Well now I’m confused as to the semantics of what we’re talking about lol.

We’re all using ring buffers for everything – the FIFO manager in JUCE isn’t any sort of container, it just helps manage a FIFO ring buffer. It just seems like you’re not actually looping around your buffer @shawnm and are relying on it being a size which is somehow usefully related to your FFT – which we’re saying is not the way to do it.

Then we have this concept of overlapping buffers – I’m guessing @shawnm that you mean this to be 2 separate ring buffers, which are a half window size out of phase which each other (your hop size), which you’re using to get double the FFT callback information, without waiting for a full FFT window size.

Consider this pseudocode:

void pushNextSampleIntoFifo (float sample) noexcept
    fifo1[fifo1Index] = sample;

    If (numDataReady >=  fftSize) {
        // START READ POINT = fifo1Index - fftSize (you may need to wrap about the start & end of the buffer, this is the “Ring Buffer Concept”

    if (fifo1Index >= fifo1Size) {
        fifo1Index = 0;

    // Now were saying half the data is still still ready, so you’ll be ready again at the next fftSize/2 “Hop Size” 
    numDataReady -= fftSize/2

I would say, there really isn’t much wrong with what you’re doing so if this is a PITA than ignore and move on, but if it’s confusing I recommend that you write a delay plugin or something of that sort so you can understand FIFOs better – they’re pretty much universally used in audio and you’ll need them all over the place.

1 Like

My apologies if I’ve added to the confusion. I’m a novice C++ and JUCE developer and I think I’ve used the terms circular(ring) buffer and fifo incorrectly.

Here is my attempt to clear the confusion:

  • I am creating an app that estimates a person’s singing pitch in real time using a pitch estimation algorithm that uses an FFT.
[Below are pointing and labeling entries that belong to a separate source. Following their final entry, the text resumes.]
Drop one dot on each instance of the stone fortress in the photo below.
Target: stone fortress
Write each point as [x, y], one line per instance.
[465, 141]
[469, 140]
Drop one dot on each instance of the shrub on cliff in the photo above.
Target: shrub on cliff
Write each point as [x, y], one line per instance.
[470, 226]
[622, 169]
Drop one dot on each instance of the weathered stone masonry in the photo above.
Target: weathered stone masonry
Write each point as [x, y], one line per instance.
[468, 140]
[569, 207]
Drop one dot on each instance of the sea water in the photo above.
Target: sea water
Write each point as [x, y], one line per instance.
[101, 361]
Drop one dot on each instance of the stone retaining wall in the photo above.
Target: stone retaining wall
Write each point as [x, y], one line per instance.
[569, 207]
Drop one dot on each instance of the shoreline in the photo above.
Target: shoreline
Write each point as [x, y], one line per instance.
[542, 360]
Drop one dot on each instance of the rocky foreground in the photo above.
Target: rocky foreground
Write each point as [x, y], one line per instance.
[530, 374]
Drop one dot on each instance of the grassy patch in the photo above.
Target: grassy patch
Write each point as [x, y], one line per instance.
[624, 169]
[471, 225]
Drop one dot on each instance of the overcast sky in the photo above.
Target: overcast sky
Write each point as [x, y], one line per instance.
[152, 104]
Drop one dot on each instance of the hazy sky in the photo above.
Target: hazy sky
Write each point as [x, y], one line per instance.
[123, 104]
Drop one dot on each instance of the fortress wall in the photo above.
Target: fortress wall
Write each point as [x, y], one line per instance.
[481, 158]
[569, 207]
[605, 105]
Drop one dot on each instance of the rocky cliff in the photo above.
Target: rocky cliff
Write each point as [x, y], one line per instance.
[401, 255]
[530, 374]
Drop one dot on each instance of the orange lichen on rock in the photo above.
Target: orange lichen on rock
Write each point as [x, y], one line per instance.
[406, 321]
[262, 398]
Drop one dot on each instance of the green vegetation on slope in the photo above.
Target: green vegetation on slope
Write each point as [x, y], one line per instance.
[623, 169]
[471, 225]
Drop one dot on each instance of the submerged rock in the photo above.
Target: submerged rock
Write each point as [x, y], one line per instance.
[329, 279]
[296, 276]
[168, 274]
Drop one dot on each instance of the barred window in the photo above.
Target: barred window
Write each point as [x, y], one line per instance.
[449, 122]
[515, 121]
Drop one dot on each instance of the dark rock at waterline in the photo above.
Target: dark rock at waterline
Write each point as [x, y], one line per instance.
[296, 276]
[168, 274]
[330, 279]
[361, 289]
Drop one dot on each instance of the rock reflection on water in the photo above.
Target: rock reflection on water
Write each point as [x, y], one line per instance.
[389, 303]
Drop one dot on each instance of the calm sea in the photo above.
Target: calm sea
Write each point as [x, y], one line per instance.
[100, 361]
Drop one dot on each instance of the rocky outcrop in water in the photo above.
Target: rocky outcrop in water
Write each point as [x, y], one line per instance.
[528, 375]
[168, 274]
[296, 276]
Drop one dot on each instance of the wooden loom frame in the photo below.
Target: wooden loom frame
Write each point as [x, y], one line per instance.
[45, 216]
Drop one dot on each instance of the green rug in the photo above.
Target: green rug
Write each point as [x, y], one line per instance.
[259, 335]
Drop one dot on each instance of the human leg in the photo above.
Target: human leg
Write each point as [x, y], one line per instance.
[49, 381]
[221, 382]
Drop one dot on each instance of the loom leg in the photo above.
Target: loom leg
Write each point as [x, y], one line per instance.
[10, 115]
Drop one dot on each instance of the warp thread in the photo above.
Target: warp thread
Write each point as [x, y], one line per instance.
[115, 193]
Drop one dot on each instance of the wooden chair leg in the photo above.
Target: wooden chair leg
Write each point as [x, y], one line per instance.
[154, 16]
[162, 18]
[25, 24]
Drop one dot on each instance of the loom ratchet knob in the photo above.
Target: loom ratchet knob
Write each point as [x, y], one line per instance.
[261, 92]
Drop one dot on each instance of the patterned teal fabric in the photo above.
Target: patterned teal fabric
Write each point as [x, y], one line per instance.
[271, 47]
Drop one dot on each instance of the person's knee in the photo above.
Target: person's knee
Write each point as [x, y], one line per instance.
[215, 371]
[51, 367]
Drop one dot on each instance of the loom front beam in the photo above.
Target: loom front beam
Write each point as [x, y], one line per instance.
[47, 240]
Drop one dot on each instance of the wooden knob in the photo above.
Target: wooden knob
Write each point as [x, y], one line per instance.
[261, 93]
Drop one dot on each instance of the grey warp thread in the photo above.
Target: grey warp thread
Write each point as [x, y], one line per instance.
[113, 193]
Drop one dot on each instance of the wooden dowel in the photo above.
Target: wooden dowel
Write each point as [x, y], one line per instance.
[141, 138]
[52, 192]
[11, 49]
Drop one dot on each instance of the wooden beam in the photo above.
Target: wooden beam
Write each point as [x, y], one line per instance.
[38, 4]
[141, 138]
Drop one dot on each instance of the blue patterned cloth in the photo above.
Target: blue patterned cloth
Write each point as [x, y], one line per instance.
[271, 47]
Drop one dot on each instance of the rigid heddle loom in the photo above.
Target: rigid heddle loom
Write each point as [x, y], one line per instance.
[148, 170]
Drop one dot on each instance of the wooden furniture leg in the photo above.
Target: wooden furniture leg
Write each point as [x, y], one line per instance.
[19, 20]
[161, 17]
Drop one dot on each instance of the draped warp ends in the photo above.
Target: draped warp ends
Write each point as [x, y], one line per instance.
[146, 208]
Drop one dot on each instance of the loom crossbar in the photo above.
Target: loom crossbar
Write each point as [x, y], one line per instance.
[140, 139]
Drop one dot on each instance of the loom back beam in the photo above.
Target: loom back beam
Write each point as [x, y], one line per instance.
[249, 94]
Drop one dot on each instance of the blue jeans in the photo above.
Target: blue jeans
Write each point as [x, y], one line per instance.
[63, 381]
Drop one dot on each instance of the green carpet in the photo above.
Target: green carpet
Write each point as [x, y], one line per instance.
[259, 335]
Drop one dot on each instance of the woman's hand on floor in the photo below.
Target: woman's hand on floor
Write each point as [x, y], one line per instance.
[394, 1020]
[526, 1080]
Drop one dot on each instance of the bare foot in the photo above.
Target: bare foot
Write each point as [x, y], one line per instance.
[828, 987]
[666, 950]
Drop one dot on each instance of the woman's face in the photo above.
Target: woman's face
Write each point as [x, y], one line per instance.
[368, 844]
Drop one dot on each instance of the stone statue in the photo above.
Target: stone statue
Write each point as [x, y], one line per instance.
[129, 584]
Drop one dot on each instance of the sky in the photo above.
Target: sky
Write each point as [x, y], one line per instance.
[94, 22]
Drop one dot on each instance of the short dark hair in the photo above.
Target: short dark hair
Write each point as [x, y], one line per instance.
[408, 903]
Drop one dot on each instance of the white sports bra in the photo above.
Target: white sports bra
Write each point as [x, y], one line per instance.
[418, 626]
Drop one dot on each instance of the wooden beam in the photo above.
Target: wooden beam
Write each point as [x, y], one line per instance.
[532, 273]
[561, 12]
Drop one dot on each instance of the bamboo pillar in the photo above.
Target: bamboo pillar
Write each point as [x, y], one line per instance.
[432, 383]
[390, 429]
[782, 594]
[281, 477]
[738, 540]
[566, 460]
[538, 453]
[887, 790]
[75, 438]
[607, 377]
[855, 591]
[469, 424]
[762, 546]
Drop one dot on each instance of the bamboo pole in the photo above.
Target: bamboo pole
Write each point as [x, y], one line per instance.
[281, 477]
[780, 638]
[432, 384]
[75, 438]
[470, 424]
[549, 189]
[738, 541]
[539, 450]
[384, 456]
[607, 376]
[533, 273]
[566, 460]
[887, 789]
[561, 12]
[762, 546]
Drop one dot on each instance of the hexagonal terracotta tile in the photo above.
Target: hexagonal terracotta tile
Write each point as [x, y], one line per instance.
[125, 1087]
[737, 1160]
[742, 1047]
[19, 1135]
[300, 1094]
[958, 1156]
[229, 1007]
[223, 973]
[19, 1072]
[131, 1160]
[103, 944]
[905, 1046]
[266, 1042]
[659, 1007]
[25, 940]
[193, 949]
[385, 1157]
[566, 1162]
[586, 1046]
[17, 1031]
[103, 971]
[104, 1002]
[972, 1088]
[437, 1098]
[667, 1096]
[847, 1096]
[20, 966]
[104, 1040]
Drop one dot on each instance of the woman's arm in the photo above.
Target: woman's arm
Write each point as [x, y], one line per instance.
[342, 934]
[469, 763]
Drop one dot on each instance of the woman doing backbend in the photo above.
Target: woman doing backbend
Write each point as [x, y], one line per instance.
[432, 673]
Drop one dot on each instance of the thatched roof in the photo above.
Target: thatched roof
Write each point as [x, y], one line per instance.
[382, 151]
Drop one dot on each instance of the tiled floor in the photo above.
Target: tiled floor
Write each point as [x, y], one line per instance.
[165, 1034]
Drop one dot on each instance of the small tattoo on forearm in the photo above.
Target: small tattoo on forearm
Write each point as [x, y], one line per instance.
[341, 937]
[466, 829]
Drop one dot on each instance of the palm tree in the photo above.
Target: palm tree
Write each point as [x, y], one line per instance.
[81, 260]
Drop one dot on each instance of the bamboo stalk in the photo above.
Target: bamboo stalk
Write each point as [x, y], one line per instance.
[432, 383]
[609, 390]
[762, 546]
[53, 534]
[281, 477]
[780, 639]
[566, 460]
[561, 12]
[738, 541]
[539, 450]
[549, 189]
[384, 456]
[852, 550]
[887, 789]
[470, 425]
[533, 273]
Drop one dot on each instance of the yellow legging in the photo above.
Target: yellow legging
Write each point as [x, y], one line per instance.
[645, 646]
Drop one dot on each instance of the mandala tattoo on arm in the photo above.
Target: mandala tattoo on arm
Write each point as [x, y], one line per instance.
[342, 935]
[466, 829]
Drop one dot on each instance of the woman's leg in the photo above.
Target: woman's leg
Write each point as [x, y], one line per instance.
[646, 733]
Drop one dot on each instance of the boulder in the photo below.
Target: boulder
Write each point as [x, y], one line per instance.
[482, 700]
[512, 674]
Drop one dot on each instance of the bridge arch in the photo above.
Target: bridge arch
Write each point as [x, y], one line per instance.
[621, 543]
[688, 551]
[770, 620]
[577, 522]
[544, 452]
  • The order of the FFT has to be pretty high (11) to accurately estimate the human voice’s pitch. Consequently, there is significant latency as I wait for enough data for the FFT.

  • The pitch estimation is satisfactory, but the latency is not. So I came up the idea in the op to decrease the latency.

  • As I understand, daniel said that my idea will work, but he suggested a more efficient way of doing it.

  • adamski suggested a third way, which is different than daniel’s.

  • As far as I can tell, the main reason that daniel and adamski do this is to use windowing with the goal of getting more accurate data. hdlAudio seems to be the only one who was doing it for the same latency related reason as me.

For now I will stick with my own solution, since it is working. Hopefully I will be able to revisit this and use a better solution once I have time to figure out what you all are talking about :slight_smile:

Thank you all for your time and patience!